Landungsfahrzeuge rauschten auf das Ufer zu, sobald wieder ein Ufer da war, auf das man zurauschen konnte. Der erste Australier, den ein Reporter mit einem tragbaren Sendegerät zu fassen bekam, war ein gewisser Oberst a.D. Humphrey Arbuthnot. "Berichten Sie unseren Hörern, Herr Oberst", keuchte der Sprecher. "Waren Sie tatsächlich untergetaucht?"

"Sehen Sie mich doch an!" trompetete der Oberst. "Klatschnass! Kommt mir das verdammte Meer doch direkt ins Zimmer! Sie haben wohl nicht zufällig ein trockenes Handtuch bei sich?"

Gottes Rundfunksendung vom Freitagabend bemühte sich um eine Zusammenfassung:

Muss meine Gegenwart notwendig bedeuten, dass das Ende der Welt bevorsteht? Hört um Himmels willen auf die Stimme eures Gewissens; handelt, wie sie euch rät. Gute Nacht.

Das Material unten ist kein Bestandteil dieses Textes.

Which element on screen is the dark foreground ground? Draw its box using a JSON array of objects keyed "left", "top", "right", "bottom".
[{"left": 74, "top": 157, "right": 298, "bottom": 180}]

Der Samstag war ein arbeitsreicher Tag. In manchem lange verschüt­te­ten Gewissen regte es sich wie in keimenden Tulpen­zwie­beln. Die Diktatoren eines halben Dutzends südamerika­ni­scher Staaten er­klär­ten ihren Rücktritt. Ein internationales Bankenkonsortium stellte seine Geschäfte ein, da der Vorstand den Eindruck gewonnen hatte, seine ohnehin umstrittenen Praktiken seien nunmehr unerwünscht, wenn nicht überholt. Hunderttausende kleiner Geschäftsleute machten einen ähnlichen Sinneswandel durch. Der Besitzer einer Reparaturwerkstatt rief seine Mechaniker und erklärte: "Wenn wir in Zukunft einen Zündverteiler berechnen, dann wird er auch eingebaut."

Kleinere Missetäter nahmen den Samstag zum Anlass, gestohlene Bücher in die Bibliothek zurückzubringen, alte Schulden zu bezahlen, vergessenen Tanten in Altersheimen Päckchen zu schicken und so weiter. Für 99 Prozent der Menschheit war es unfasslich, welch ein glücklicher, freundlicher, angenehmer Planet die Erde an diesem Samstag geworden war.

Die Samstagabendsendung Gottes war ein Abschiedsgruß. Überall auf der Welt die Radios eingeschaltet, Dann verstummte ihr Brummen, Stille entstand, und es erklang die vertraute Stimme:

Ich sage euch jetzt Lebewohl. Ihr werdet sehen, dass die meisten eurer Probleme bestehen bleiben. Ihr leidet weiter unter Schmerz und Unglück; ihr bedürft weiter der Nahrung und der Kleidung und müsst euch selbst regieren. Muss ich euch sagen, warum? Ein Planet ist so etwas wie eine Schule. Lebt weiter, liebe Kinder, und lernt. Alsdann – bis wir uns wiedersehen, adieu.

Am siebenten Tag, so dürfen wir annehmen, hat er geruht.